Tra
le spese indifferibili che compaiono nel bilancio dello Stato, c’è
quello delle missioni militari all’estero che vengono ormai rifinanziate
ogni anno senza alcuna opposizione. Gli unici che lo hanno fatto, nel
2008, furono due senatori della sinistra (Turigliatto e Rossi) che ne
subirono tutte le conseguenze e furono messi fuori dai loro partiti –
Prc e PdCI – che allora facevano parte del governo Prodi.
Anche
quest’anno, mentre si discuteva del nuovo governo Conte e della manovra
di bilancio da realizzare nei prossimi mesi, insieme alle cifre delle
clausole di salvaguardia sull’Iva, veniva sempre fuori il dato di 4
miliardi di spese indifferibili che vanno sempre e comunque messe a
bilancio e coperte dalla spesa pubblica. Uno dei capitoli di queste
spese sono proprio le missioni militari all’estero. E dall’aria che tira
non ci sembra proprio che dentro il nuovo governo gialloblu ci sia
qualcuno che voglia rimettere in discussione – sul piano politico e su
quello economico – la prosecuzione di queste operazioni di affiancamento
alle aggressioni imperialiste realizzate dagli Usa o dalla Nato in
questi anni. Insomma, su spese e interventismo militare (spesso
mascherato con i rassicuranti termini di peace keeping o peace
building), non si registra mai alcuna discontinuità, anzi si conferma la
totale convergenza bipartisan o “tripartisan” più recentemente.
Ma quanto ci costano e quanto ci sono costate queste missioni militari?

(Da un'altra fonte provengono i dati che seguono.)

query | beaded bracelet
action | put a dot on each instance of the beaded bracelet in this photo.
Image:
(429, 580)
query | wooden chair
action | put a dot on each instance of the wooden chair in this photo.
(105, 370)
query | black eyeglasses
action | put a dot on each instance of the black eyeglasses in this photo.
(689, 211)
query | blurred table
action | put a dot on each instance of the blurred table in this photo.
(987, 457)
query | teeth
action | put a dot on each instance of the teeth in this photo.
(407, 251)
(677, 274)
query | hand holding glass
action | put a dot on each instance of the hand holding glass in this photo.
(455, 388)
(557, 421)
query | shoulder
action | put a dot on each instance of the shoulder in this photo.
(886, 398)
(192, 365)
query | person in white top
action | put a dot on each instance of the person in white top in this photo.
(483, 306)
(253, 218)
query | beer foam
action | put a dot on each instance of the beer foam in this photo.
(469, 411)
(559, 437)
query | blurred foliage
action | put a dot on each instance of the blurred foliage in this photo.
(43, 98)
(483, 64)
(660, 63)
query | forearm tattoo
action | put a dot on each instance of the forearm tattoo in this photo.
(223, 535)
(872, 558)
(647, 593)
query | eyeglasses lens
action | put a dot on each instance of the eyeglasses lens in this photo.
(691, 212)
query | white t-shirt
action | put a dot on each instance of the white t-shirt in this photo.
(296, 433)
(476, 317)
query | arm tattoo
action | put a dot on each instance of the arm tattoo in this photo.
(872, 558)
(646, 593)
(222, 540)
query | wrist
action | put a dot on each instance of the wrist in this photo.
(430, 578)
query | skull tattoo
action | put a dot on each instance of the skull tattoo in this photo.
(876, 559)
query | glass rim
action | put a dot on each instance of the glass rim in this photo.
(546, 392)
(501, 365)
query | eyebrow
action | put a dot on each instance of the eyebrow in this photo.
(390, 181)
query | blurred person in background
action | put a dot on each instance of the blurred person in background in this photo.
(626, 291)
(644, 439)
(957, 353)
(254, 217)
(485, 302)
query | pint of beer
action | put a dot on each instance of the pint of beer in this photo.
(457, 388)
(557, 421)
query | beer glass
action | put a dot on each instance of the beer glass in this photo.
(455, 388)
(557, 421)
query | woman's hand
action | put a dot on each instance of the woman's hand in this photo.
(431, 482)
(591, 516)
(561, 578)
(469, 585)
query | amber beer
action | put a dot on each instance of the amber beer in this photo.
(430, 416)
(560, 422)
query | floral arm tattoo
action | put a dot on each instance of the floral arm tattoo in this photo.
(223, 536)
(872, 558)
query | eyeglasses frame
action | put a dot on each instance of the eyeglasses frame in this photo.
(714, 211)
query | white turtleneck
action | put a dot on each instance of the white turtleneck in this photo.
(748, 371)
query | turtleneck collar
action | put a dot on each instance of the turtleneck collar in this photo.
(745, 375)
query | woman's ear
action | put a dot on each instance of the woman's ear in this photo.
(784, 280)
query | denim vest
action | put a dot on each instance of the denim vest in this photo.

L’Osservatorio Milex, ha puntato il microscopio su quella in Afghanistan e o dati rilevati ci parlano di una spesa di 7,5 miliardi di euro dal suo inizio, nel 2001, fino ad oggi.
L’Osservatorio Milex, ha puntato il microscopio su quella in Afghanistan e o dati rilevati ci parlano di una spesa di 7,5 miliardi di euro dal suo inizio, nel 2001, fino ad oggi.
Se
dovessimo procedere con il criterio dei costi e benefici, un bilancio
si impone ed è impietoso da ogni punto di vista, sia per la popolazione
afghana sia per il nostro paese.
Il
Rapporto Milex scrive che in termini di vite umane il conflitto ha
causato 140mila vittime afgane, e tra queste ben 35mila sono civili.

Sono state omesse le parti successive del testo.